0) Prerequisite
## hadoop has been started
1) Build and deploy
## download hive-2.3.9-src.tar.gz from http://archive.apache.org/dist/
## unpack to ~/work/hive-src-2.3.9
$ cd ~/work/hive-src-2.3.9
$ mvn clean package -Pdist -DskipTests -Dmaven.javadoc.skip=true
## unpack packaging/target/apache-hive-2.3.9-bin.tar.gz to ~/work/hive-2.3.9
2) Configure
## set log
$ cd ~/work/hive-2.3.9/conf
$ diff hive-log4j2.properties.template hive-log4j2.properties
--- hive-log4j2.properties.template 2021-06-02 04:43:12.000000000 +0800
+++ hive-log4j2.properties 2022-06-01 11:40:54.000000000 +0800
@@ -21,7 +21,8 @@
# list of properties
property.hive.log.level = INFO
property.hive.root.logger = DRFA
-property.hive.log.dir = ${sys:java.io.tmpdir}/${sys:user.name}
+# property.hive.log.dir = ${sys:java.io.tmpdir}/${sys:user.name}
+property.hive.log.dir = /Users/sun_xo/work/hive-2.3.9/logs/
property.hive.log.file = hive.log
property.hive.perflogger.log.level = INFO
## specify metastore db as mysql
$ cat hive-site.xml
<?xml version="1.0" encoding="UTF-8" standalone="no"?>
<?xml-stylesheet type="text/xsl" href="configuration.xsl"?>
<configuration>
<property>
<name>javax.jdo.option.ConnectionURL</name>
<value>jdbc:mysql://localhost:3306/metastore?createDatabaseIfNotExist=true</value>
</property>
<!-- property>
<name>javax.jdo.option.ConnectionDriverName</name>
<value>com.mysql.jdbc.Driver</value>
</property -->
<property>
<name>javax.jdo.option.ConnectionUserName</name>
<value>manga</value>
</property>
<property>
<name>javax.jdo.option.ConnectionPassword</name>
<value>manga</value>
</property>
</configuration>
## create schema in metastore
$ cd ~/work/hive-2.3.9/
$ bin/schematool -initSchema -dbType mysql
3) run a case
## get test data
$ cd ~/work/hive-2.3.9/examples
$ curl --remote-name http://files.grouplens.org/datasets/movielens/ml-100k.zip
$ unzip ml-100k.zip # unpack to ml-100k## create a table —— actually a directory /user/hive/warehouse/u_data on hdfs
$ cd ~/work/hive-2.3.9
$ bin/hive # with "-hiveconf hive.root.logger=DEBUG,console" for debug
hive>
> CREATE TABLE u_data (
> userid INT,
> movieid INT,
> rating INT,
> unixtime STRING)
> ROW FORMAT DELIMITED
> FIELDS TERMINATED BY '\t'
> STORED AS TEXTFILE;
OK
Time taken: 4.165 seconds
hive> show tables;
OK
u_data
Time taken: 0.119 seconds, Fetched: 1 row(s)
hive> describe u_data;
OK
userid int
movieid int
rating int
unixtime string
Time taken: 0.097 seconds, Fetched: 4 row(s)
## load test data to hdfs
hive> load data local inpath 'examples/ml-100k/u.data' overwrite into table u_data;
Loading data to table default.u_data
OK
Time taken: 0.808 seconds
## count by using mapreduce
hive> select count(*) from u_data;
WARNING: Hive-on-MR is deprecated in Hive 2 and may not be available in the future versions. Consider using a different execution engine (i.e. spark, tez) or using Hive 1.X releases.

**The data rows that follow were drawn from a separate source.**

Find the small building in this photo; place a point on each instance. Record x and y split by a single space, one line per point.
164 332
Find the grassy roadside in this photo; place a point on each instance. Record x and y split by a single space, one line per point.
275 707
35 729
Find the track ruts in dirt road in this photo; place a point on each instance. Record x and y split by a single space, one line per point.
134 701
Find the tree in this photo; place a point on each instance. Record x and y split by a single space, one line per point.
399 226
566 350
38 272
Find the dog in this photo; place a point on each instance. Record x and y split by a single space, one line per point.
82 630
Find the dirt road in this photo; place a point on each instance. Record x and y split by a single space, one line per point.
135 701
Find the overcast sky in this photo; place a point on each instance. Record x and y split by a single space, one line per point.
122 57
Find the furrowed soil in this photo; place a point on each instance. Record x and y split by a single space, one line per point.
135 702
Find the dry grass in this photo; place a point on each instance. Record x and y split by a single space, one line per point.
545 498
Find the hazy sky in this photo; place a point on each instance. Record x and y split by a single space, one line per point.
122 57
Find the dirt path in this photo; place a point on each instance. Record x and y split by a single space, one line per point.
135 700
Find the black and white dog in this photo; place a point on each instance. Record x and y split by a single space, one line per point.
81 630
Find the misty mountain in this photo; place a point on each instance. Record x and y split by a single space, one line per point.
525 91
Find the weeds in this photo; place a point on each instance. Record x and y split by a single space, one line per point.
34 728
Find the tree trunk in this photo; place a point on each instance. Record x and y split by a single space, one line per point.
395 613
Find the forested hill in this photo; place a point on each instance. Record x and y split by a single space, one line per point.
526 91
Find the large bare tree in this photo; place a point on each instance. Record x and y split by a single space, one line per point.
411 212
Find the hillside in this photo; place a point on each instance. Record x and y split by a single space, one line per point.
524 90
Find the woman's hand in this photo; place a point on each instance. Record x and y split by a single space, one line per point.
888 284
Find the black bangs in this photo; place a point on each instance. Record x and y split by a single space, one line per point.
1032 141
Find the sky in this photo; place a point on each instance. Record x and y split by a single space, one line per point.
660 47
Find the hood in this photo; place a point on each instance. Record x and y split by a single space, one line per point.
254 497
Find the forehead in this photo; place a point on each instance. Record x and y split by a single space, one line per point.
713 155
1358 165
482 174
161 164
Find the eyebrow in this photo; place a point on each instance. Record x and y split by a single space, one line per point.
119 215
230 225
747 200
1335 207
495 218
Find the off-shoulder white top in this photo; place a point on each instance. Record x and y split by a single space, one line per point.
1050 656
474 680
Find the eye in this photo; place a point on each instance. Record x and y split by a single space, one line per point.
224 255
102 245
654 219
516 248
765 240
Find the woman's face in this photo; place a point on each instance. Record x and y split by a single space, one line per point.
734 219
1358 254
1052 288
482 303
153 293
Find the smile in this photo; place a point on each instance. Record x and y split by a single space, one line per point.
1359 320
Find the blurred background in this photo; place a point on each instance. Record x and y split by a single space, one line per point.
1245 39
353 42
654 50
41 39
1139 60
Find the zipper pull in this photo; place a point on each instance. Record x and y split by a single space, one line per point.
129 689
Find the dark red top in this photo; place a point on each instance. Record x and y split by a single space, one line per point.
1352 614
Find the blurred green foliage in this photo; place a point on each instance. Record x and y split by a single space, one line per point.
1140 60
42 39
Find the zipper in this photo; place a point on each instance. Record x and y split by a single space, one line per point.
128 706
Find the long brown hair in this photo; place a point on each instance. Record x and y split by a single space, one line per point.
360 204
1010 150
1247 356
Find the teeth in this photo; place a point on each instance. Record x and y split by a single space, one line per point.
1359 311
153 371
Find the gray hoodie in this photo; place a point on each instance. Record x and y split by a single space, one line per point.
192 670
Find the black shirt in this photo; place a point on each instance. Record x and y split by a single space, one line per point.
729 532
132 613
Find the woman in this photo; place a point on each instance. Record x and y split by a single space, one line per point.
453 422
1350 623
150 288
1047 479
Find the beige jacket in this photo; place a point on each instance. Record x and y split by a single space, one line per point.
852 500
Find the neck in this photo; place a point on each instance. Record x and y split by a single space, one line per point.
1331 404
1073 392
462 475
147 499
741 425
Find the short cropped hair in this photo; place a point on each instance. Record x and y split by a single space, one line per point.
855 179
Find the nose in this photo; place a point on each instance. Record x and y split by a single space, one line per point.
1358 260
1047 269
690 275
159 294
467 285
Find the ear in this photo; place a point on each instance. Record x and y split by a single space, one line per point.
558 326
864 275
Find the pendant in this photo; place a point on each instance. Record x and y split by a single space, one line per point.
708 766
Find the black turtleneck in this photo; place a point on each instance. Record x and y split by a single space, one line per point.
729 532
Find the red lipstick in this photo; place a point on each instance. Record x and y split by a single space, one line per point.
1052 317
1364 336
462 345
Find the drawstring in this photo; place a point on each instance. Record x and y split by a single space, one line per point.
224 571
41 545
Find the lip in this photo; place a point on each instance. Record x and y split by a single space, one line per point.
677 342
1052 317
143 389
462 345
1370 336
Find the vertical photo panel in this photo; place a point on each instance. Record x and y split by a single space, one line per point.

Query ID = sun_xo_20220601145026_9e4c291a-1b71-4b5a-9f13-bb2c850fe94a
Total jobs = 1
Launching Job 1 out of 1
Number of reduce tasks determined at compile time: 1
In order to change the average load for a reducer (in bytes):
set hive.exec.reducers.bytes.per.reducer=<number>
In order to limit the maximum number of reducers:
set hive.exec.reducers.max=<number>
In order to set a constant number of reducers:
set mapreduce.job.reduces=<number>
Starting Job = job_1653709899071_0002, Tracking URL = http://localhost:8088/proxy/application_1653709899071_0002/
Kill Command = /Users/sun_xo/work/hadoop/bin/hadoop job -kill job_1653709899071_0002
Hadoop job information for Stage-1: number of mappers: 1; number of reducers: 1
2022-06-01 14:50:32,670 Stage-1 map = 0%, reduce = 0%
2022-06-01 14:50:38,926 Stage-1 map = 100%, reduce = 0%
2022-06-01 14:50:43,056 Stage-1 map = 100%, reduce = 100%
Ended Job = job_1653709899071_0002
MapReduce Jobs Launched:
Stage-Stage-1: Map: 1 Reduce: 1 HDFS Read: 1987035 HDFS Write: 106 SUCCESS
Total MapReduce CPU Time Spent: 0 msec
OK
100000
Time taken: 17.988 seconds, Fetched: 1 row(s)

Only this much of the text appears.